P. Havia pensado em perguntar se o senhor cogita retirar sua candidatura, mas vejo que...

R. Em absoluto. Como a candidatura que tem o apoio de dois terços da região vai querer se retirar? 21 países apoiaram publicamente nossa candidatura, quatro se manifestaram contra. Quando uma partida de futebol está 21 a 4 já pode terminar, mas alguns países querem pegar a bola e sair correndo do campo para dominar o jogo. 21 a 4 é uma margem de vitória maior do que a obtida por Luis Alberto Moreno em 2005.

P. O que espera dos países da União Europeia depois das declarações de Josep Borrell [o alto representante para Política Externa e Segurança Comum defende o adiamento das eleições]?

R. A União Europeia não tem voto no BID, são os países individualmente que o têm. Falamos com os governadores dos países da União Europeia e nos disseram claramente que o senhor Borrell não representa o ponto de vista de cada país.

P. Como interpreta os indultos aprovados por Nicolás Maduro para presos políticos e deputados perseguidos?

R. É um velho jogo que as ditaduras às vezes fazem, um círculo vicioso. Pegam presos políticos, pessoas que nunca deveriam ter estado presas, e os leiloam. Em um momento de necessidade, eles os soltam, pegam outros, etc. Obviamente é bom e comemoramos que estejam livres, mas nunca deveriam ter deixado de ser livres e Nicolás Maduro não vai receber nenhum cumprimento por ter cometido um crime.

P. Acredita que pode ser um sinal para um maior diálogo?

R. É um sinal de desespero. Nicolás Maduro foi acumulando presos políticos para buscar o momento de receber algum tipo de alívio da comunidade internacional, é o que está buscando agora com este gesto teatral. Uma pessoa que prende inocentes não tem que receber nenhum tipo de alívio ao libertá-los, ao contrário. Devemos garantir que a pressão sobre os demais seja mantida, porque continuam existindo mais de 200 presos políticos na Venezuela e estamos muito preocupados com seu bem-estar.

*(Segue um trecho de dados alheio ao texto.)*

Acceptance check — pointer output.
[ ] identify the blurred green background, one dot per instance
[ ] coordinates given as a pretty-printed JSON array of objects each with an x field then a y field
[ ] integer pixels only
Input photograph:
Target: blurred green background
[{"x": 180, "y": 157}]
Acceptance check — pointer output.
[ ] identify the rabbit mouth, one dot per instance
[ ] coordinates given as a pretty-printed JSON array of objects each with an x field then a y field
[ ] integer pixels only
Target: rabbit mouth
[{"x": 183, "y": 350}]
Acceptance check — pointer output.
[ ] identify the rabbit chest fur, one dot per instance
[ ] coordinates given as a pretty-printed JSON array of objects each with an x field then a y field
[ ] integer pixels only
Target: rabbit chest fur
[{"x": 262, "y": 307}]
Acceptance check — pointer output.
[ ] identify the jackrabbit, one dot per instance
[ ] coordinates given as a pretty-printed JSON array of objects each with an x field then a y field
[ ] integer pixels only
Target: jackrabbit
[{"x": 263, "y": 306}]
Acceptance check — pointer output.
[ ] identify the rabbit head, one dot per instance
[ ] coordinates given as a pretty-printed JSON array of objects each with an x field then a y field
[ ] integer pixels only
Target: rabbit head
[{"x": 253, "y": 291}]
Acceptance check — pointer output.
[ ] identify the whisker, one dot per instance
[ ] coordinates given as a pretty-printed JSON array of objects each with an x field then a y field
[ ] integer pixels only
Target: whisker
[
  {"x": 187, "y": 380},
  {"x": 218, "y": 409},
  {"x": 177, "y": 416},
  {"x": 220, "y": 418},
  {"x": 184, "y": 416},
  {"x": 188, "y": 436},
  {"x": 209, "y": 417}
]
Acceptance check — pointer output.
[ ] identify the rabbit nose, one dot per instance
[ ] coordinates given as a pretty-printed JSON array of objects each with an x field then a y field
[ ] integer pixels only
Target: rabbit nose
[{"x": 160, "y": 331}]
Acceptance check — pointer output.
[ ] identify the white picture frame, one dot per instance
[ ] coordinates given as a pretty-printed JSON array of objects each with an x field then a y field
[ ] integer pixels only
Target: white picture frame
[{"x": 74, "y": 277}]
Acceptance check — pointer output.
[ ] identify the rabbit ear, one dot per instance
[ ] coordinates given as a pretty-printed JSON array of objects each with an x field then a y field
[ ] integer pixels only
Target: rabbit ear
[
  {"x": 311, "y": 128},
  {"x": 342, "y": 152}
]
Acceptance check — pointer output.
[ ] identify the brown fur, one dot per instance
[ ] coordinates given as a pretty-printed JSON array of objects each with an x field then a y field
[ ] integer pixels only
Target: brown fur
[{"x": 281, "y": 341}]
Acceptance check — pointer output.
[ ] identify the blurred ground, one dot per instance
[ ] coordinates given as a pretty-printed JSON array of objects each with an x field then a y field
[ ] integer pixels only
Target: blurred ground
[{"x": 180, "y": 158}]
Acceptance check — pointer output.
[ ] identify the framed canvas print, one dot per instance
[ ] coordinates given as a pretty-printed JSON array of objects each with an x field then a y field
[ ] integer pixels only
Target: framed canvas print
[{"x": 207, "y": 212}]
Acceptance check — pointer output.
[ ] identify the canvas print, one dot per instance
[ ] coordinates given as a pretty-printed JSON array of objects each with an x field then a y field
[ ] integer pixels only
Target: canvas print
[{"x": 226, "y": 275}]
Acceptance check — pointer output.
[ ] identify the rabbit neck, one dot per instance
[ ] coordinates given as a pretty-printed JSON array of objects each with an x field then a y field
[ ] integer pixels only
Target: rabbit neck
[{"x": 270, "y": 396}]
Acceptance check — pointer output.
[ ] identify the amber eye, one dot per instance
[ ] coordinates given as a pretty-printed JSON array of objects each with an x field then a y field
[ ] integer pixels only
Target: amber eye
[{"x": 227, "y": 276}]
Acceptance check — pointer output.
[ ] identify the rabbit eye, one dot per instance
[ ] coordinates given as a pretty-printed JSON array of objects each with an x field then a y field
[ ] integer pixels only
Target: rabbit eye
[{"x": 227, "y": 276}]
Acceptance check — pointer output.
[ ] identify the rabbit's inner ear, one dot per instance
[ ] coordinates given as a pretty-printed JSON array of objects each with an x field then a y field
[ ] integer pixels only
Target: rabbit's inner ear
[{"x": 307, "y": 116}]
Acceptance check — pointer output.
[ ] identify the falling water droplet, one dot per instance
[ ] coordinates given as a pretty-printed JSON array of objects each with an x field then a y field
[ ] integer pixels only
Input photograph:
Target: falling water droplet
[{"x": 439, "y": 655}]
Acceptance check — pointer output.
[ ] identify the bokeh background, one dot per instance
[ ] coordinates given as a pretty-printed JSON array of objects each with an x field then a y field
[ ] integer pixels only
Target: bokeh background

P. A Administração norte-americana considera endurecer as sanções ao petróleo, suspendendo as isenções que permitem que algumas empresas estrangeiras continuem operando, como a Repsol e a Eni?

R. O Departamento de Estado e o Departamento do Tesouro estão buscando uma maneira de continuar exercendo pressão sobre Nicolás Maduro, cujo Governo é ilegítimo e também é uma pessoa processada pelo Governo dos Estados Unidos por crimes de tráfico de drogas. Obviamente, vamos continuar buscando a maneira de aumentar essa pressão, mas essas deliberações estão sendo feitas no Departamento de Estado e no Departamento do Tesouro.